Collaborations aren’t just about problem-solving, they can also be a forum for sharing experiences in continuous improvement, such as to embed strategic priorities into an organization’s work. When statewide student outcome data showed a correlation between valid indicators of SEL and future graduation, the youth-focused organizations in East King County convened again.  This time, they sought to explore an important question: How can programs for high schoolers support their SEL and academic outcomes as they progress towards their lives beyond high school?  The knowledge gained in the resulting Mindsets, Essential Skills and Habits (MESH) project led to creation of a self-evaluation toolkit for organizations to measure their own progress towards creating a supportive culture for youth.

The results are seen at the individual organization level too. “We are able to serve our target audience – children, youth and families on the Eastside in a more integrated way with our partners,” explains Downing.  The collective impact model shows the value of working together to align on the same vision and agenda to ensure every child has every opportunity to succeed. “As occupants of a shared space, we achieve more by working together than apart, especially in areas where we overlap.”

Moving forward

Perhaps the best thing about participating in collective impact is the shared belief among partners that the resources exist within the community to get things done. Everyone who signs on to the Partnership agrees to participate actively and contribute their own strengths to the table.  The clear baseline of understanding allows efforts to be action-oriented and time-bound, rather than exploratory.

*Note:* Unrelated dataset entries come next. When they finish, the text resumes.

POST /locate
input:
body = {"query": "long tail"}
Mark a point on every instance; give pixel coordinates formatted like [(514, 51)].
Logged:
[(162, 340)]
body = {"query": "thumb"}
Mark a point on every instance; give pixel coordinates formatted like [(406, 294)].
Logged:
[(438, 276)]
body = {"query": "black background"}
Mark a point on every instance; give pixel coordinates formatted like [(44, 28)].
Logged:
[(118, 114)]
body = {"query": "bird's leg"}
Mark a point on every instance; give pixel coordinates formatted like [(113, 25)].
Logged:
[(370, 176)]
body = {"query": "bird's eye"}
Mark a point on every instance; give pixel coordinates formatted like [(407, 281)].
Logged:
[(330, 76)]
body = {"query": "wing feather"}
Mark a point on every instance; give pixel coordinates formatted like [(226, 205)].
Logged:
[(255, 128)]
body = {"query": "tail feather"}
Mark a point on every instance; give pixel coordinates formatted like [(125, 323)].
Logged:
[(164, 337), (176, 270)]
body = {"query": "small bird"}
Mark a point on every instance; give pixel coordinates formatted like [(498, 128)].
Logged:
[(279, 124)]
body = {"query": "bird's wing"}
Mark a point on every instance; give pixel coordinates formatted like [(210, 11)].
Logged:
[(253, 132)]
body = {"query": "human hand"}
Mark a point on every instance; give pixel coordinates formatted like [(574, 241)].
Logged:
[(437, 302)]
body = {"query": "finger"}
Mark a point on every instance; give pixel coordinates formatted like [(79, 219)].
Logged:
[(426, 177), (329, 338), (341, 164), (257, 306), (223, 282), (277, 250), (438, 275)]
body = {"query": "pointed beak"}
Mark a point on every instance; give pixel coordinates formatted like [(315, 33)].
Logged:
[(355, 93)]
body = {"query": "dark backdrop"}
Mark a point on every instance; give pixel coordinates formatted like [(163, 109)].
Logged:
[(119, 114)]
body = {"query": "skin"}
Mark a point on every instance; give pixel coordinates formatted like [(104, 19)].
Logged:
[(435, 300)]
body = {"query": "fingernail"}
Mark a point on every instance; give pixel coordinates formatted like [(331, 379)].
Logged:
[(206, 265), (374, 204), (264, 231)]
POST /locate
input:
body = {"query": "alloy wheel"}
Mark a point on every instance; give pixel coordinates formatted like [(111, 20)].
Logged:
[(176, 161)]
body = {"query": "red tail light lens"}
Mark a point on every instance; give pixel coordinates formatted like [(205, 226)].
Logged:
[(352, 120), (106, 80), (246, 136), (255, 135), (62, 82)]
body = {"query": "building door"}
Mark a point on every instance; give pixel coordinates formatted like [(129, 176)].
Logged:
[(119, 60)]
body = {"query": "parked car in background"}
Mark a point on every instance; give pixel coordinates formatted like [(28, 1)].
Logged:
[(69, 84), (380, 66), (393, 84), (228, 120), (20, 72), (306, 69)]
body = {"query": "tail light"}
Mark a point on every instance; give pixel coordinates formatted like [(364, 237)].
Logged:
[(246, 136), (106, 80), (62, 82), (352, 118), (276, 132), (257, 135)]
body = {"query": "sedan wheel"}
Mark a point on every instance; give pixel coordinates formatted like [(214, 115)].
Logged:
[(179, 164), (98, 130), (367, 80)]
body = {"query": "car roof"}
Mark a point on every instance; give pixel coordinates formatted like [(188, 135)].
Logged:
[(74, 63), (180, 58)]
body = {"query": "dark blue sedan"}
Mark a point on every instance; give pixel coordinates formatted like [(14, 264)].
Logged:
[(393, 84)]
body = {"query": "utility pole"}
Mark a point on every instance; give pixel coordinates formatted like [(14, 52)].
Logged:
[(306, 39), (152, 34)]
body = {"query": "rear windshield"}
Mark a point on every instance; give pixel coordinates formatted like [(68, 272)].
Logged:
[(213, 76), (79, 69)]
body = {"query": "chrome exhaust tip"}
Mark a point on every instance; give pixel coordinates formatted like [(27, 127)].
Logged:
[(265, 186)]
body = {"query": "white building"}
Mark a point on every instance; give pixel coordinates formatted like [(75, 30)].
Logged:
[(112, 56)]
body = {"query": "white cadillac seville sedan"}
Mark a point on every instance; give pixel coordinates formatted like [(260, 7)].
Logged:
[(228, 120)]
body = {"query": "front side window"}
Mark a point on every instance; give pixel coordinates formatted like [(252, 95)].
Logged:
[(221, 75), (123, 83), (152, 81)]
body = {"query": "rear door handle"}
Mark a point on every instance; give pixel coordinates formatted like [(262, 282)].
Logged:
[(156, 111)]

For YES, the importance of its partnership with Eastside Pathways has continued to grow, so much so that Eastside Pathways awarded it the 2022 Bill Henningsgaard grant, named for the organization’s late founder.  “Bill spoke of an Eastside comprised of agencies, schools and programs collectively and collaboratively serving children and families from cradle to career in an efficient, sustainable way,” recalls Downing.  Fittingly, YES will apply the award to support its Latine program, a multi-tiered initiative that promotes positive identity, belongingness, and safety for the Eastside’s growing population of Latine students through coordinated, culturally-relevant afterschool activities and 1:1 family involvement.  It was developed through partnership – what else? – with local school districts, city governments, YMCAs, and advocacy organizations.  With the work shared, progress is in the view of all involved now.